L’intérêt accordé par les autorités gabonaises au partenariat bilatéral avec la Banque africaine de développement (BAD) n’est plus à démontrer. En effet, comme son nom l’indique, l’institution accompagne activement le pays dans son processus de développement, à travers un cadre réglementaire bien défini, appelé »stratégie pays ».
Dans ce cadre, une forte délégation de cette institution bancaire panafricaine, conduite par le Directeur général adjoint pour l’Afrique centrale, Solomane Kone, assisté par le représentant pays, Nouredine Kane Diad a été reçu en audience, ce 18 juillet 2023 à Libreville, par le ministre des Travaux publics, de l’Équipement et des Infrastructures, chargé de la Connexion des territoires, Toussaint Nkouma Emane.

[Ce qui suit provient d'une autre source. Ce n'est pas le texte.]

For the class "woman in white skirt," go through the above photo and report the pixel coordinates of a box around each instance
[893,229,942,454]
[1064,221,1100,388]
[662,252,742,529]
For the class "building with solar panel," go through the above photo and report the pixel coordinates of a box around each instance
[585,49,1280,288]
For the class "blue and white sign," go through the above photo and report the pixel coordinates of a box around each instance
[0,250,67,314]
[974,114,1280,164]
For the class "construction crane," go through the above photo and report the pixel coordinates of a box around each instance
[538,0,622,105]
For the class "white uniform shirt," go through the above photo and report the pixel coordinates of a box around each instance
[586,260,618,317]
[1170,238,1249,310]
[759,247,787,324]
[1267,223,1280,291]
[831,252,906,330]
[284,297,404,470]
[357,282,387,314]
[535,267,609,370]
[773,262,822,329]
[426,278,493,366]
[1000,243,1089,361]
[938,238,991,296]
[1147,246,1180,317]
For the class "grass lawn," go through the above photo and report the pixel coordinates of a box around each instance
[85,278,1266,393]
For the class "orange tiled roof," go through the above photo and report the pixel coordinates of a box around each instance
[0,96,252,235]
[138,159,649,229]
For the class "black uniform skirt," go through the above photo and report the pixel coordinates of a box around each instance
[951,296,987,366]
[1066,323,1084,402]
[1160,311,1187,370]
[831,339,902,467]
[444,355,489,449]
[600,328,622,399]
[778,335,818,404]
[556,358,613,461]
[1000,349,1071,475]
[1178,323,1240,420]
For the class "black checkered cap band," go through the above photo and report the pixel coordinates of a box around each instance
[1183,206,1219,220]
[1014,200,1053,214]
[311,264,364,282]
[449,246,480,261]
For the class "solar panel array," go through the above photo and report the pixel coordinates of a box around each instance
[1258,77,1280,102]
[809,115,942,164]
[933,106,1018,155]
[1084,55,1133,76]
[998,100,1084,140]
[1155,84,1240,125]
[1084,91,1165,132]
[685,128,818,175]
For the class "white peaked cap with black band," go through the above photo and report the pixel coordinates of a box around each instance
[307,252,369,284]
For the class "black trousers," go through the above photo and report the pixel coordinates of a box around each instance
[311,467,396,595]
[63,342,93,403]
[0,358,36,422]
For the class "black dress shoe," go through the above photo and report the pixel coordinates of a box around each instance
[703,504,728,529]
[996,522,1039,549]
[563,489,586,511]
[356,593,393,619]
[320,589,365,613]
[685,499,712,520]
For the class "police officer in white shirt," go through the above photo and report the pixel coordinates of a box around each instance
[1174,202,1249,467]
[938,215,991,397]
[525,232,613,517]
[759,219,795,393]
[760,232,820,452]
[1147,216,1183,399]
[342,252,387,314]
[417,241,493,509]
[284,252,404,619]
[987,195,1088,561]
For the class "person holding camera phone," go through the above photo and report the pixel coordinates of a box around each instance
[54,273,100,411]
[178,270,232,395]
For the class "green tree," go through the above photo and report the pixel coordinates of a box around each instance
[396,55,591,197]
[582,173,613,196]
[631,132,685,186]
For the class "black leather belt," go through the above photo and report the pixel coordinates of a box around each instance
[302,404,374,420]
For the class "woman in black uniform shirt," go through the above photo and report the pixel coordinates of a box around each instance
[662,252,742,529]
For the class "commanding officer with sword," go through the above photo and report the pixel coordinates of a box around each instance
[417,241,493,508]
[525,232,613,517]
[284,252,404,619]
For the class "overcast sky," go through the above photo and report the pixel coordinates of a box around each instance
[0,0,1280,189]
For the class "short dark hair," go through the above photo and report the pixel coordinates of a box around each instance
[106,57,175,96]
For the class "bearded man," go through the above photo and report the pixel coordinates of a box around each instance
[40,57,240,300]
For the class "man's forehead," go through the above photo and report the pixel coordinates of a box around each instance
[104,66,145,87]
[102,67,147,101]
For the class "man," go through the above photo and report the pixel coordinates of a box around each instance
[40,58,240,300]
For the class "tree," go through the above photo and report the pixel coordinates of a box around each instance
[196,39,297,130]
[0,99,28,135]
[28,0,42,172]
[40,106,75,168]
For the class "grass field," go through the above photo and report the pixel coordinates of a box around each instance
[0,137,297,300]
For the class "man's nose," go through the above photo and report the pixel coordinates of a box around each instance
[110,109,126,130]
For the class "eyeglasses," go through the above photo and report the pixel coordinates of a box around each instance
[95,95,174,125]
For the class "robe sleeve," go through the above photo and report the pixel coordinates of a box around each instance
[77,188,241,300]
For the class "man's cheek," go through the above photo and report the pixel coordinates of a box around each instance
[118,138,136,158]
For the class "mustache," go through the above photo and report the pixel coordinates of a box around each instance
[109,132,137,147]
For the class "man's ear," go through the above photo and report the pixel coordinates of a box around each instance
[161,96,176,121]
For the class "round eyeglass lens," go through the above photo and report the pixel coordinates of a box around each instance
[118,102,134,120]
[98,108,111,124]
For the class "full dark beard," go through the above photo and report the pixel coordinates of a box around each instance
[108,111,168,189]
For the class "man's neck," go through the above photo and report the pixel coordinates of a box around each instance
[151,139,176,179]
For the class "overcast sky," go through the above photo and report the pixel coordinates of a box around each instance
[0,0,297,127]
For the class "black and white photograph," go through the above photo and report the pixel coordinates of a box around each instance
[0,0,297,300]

Les échanges entre les deux parties ont porté sur la future stratégie pays de la BAD pour la période 2023-2028 en cours d’élaboration. Cette nouvelle stratégie de la BAD en cours de téléchargement, fait suite à celle de 2016-2022. Elle couvrait 21 projets pour des montants cumulés de 1,46 milliard d’euros.
Pour les cinq prochaines années, les orientations stratégiques et prioritaires de la BAD au Gabon sont d’ordre macroéconomique et sectoriel. Elles incluent la nécessité de créer les conditions nécessaires, pour soutenir la transformation structurelle de l’économie pour une croissance inclusive et durable.

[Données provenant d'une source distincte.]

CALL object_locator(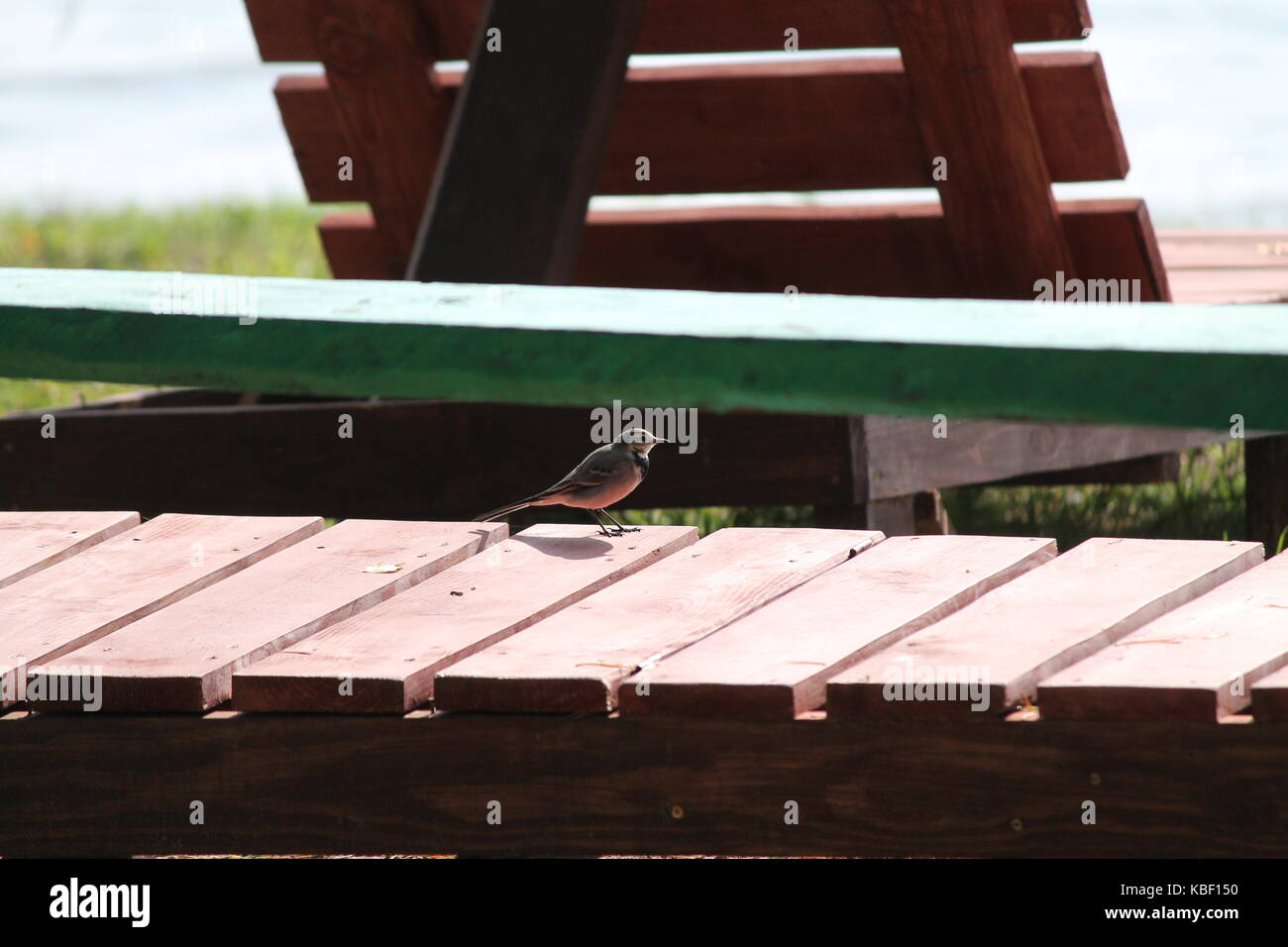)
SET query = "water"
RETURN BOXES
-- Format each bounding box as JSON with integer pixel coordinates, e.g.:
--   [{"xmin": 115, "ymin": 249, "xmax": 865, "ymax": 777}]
[{"xmin": 0, "ymin": 0, "xmax": 1288, "ymax": 227}]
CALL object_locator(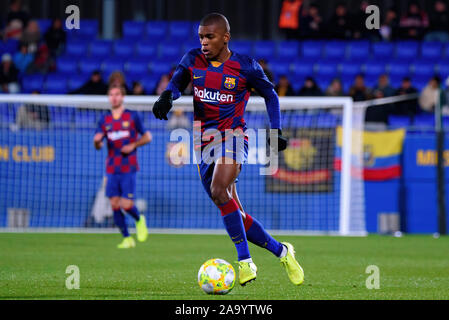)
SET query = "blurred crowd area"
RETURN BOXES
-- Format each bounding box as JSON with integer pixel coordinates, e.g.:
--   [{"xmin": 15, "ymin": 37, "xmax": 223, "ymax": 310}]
[{"xmin": 0, "ymin": 0, "xmax": 449, "ymax": 127}]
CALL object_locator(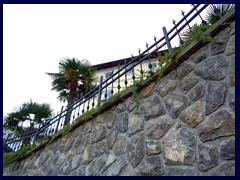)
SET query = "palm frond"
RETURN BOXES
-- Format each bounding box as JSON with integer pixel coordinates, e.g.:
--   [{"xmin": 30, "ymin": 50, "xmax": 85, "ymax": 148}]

À cet effet, les prochaines interventions de la BAD devraient être centrées sur deux domaines prioritaires : soutenir la mise en place des infrastructures de qualité et durables nécessaires à la transformation structurelle de l’économie et renforcer la bonne gouvernance et l’employabilité.
Ce nouveau programme intègre aussi la transformation structurelle. Elle devrait être portée par le secteur agricole et celui du bois, l’intégration régionale, la connectivité interne et externe ainsi que le secteur privé.
Le renforcement de la gouvernance et de l’employabilité reste également de mise. Il s’agira de renforcer à la transformation souhaitée de l’économie et permettre de créer le capital humain et l’environnement des affaires adéquats à cette transformation, renseigne-t-on.